Spatially Resolved Recombination Analysis of CuInxGa1-xSe2 Absorbers With Alkali Postdeposition Treatments

Abstract

In this contribution, we probe spatial variations in charge-carrier recombination in CuInxGa1-x Se2 (CIGS) absorbers grown on soda–lime glass (SLG) and alkali-free sapphire substrates with NaF and KF postdeposition treatments (PDTs). Temperature-and illumination-dependent device measurements are used to track interface recombination and recombination in the quasi-neutral region. The analysis of these data reveals that the benefit of alkali PDTs depends on the substrate: interface recombination is reduced in devices grown on sapphire substrates, whereas recombination in the quasi-neutral regions is reduced in devices grown on SLG substrates. Cathodoluminescence (CL) spectrum imaging is used to study the spatial distribution of recombination with respect to the grain structure. The grain-boundary CL contrast is similar in films with no PDT, NaF PDT, or KF PDT. A reduced grain-boundary contrast is observed with a NaF + KF PDT; however, suggesting a reduced recombination strength at the grain boundaries (GBs) for combined NaF + KF treatment. CL spectra indicate band tailing, consistent with the fluctuating potential model. Fluctuating potentials are believed to reduce open-circuit voltage, but their spatial distribution has not been studied. Here, CL spectrum imaging data are used to generate maps of the root-mean-square value of the potential energy fluctuations—γ. These maps reveal a bimodal γ distribution for all samples: γ is generally in the range ∼15–50 meV or ∼100–180 meV. The higher γ range is more significantly affected by the PDTs; after the PDTs, it is strongly correlated with GBs.

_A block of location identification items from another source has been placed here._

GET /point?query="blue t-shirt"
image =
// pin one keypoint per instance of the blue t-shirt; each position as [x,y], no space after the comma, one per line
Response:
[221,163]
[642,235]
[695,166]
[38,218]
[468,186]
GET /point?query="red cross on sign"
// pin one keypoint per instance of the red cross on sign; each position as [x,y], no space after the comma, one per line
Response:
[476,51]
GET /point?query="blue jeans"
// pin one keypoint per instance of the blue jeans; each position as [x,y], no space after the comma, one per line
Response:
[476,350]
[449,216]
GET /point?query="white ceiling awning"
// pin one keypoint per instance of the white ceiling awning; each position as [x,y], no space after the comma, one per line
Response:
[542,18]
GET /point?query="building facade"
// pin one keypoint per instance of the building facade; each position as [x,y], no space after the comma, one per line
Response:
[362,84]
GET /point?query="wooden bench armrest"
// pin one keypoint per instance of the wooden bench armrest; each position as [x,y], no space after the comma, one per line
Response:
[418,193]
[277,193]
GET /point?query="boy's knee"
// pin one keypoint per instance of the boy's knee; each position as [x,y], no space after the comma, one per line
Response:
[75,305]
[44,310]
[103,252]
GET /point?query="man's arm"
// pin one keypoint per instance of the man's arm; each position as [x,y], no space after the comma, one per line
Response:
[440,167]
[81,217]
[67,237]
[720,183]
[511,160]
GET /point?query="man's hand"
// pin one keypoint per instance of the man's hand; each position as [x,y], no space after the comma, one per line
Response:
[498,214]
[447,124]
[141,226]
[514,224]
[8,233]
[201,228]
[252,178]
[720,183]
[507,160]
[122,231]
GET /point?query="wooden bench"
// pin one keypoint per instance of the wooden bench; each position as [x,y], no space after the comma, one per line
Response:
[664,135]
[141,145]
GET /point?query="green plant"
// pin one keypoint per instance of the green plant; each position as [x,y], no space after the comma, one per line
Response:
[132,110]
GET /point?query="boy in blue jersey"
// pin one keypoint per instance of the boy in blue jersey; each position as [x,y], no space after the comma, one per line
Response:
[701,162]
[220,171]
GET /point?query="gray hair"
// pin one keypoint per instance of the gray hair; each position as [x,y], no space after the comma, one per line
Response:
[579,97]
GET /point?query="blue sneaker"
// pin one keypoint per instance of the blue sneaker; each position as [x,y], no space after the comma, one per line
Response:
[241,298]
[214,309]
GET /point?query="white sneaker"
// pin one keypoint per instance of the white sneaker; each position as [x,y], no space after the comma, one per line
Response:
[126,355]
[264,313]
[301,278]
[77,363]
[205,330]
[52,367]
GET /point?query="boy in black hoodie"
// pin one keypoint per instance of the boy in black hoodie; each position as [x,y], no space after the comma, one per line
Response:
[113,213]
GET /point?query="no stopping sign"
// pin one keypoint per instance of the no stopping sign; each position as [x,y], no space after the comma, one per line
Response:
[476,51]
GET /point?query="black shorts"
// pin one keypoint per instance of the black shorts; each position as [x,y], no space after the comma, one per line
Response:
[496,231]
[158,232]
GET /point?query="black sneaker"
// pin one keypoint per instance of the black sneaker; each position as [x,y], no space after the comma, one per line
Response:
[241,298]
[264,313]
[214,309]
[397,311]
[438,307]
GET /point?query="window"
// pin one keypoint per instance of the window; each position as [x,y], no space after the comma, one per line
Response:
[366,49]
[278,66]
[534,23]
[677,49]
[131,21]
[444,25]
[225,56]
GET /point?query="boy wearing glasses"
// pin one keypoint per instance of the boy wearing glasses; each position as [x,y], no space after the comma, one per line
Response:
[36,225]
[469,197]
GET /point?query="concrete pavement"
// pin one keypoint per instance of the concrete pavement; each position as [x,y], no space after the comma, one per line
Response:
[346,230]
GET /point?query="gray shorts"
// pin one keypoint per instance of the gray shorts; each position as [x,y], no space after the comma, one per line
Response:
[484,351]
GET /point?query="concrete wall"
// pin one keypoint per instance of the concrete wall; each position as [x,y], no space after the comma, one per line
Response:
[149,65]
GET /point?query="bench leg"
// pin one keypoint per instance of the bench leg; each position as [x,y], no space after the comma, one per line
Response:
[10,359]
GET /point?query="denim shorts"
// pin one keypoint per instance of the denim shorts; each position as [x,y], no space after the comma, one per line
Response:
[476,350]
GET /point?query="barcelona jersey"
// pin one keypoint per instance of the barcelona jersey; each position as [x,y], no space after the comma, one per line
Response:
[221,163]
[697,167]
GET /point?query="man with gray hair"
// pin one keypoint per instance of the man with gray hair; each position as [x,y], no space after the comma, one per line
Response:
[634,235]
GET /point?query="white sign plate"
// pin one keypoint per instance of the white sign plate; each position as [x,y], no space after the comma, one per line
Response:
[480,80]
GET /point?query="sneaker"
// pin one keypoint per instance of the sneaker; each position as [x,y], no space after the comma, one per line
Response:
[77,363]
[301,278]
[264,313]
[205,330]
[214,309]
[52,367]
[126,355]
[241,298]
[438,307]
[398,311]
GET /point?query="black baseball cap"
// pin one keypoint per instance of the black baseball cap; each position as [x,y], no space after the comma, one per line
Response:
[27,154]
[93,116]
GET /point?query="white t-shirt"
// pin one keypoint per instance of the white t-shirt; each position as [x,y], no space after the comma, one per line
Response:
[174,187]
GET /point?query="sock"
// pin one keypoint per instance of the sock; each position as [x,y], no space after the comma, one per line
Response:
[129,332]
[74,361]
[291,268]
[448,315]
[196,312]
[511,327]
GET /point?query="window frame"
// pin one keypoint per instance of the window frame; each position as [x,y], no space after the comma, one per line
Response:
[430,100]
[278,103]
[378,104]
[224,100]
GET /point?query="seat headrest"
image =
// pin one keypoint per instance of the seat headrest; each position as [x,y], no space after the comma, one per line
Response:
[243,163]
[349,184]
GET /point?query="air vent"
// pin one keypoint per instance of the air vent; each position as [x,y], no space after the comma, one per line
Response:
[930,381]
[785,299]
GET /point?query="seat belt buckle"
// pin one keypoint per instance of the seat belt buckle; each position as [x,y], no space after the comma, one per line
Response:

The lower γ range is correlated with higher emission intensity regions, typically grain interiors, and increases in area fraction after the PDTs. These results demonstrate how spatially resolved luminescence and device characterization measurements can be used to monitor changes in recombination in CIGS films and photovoltaic devices. Such measurements can complement empirical device optimization and help improve device performance.